- Born: June 15, 1961 (age 65)
- Education: University of Maryland Wittenberg University
- Scientific career
- Fields: Political science International relations
- Workplaces: University of Connecticut
- Website: Mark A. Boyer

= Mark A. Boyer =

American political scientist

Mark A. Boyer (born June 15, 1961) is a Board of Trustees Distinguished Professor in the Department of Geography at the University of Connecticut. He is a specialist in international relations theory. His recent scholarship analyzes governmental responses to climate change at the regional and local level. He has also investigated pedagogical methodologies.

Boyer served as executive director of the International Studies Association from 2015 until 2024. He had previously served as a co-editor of International Studies Review (2008–2012) and editor of International Studies Perspectives (2000–2004); he continues to serve as an editorial board member for both journals. He is also co-director of the GlobalEd 2 project, which conducts computer-assisted international studies simulations for middle school and high school students throughout the United States.

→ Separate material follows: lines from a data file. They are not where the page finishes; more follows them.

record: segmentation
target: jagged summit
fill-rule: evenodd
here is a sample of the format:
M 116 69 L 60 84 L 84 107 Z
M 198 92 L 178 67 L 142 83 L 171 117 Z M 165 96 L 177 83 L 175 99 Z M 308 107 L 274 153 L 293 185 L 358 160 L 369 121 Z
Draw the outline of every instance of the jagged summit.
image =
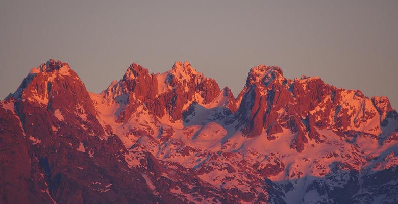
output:
M 398 199 L 398 113 L 317 77 L 255 67 L 235 99 L 187 62 L 133 63 L 95 94 L 50 60 L 14 95 L 0 101 L 0 202 Z
M 280 82 L 286 80 L 283 76 L 282 69 L 279 67 L 262 65 L 250 69 L 246 84 L 260 83 L 267 85 L 275 80 Z
M 30 73 L 49 72 L 54 70 L 59 70 L 64 66 L 67 66 L 68 68 L 69 68 L 69 64 L 66 62 L 62 62 L 59 60 L 56 61 L 53 59 L 50 59 L 45 63 L 41 63 L 38 67 L 33 68 L 31 69 Z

Boyer received the Ladd Hollist Service Award in 2008 and the Rowman & Littlefield Award for Innovative Teaching in Political Science in 2000.

== Publications ==

Books
- Global Politics: Engaging a Complex World. Co-author with Natalie F. Hudson and Michael J. Butler. (McGraw-Hill, 2012).
- Defensive Internationalism: Providing Global Public Goods in an Uncertain World. Co-author with Davis B. Bobrow. (University of Michigan Press, 2005).
- International Cooperation and Public Goods: Opportunities for the Western Alliance. (Johns Hopkins University Press, 1993).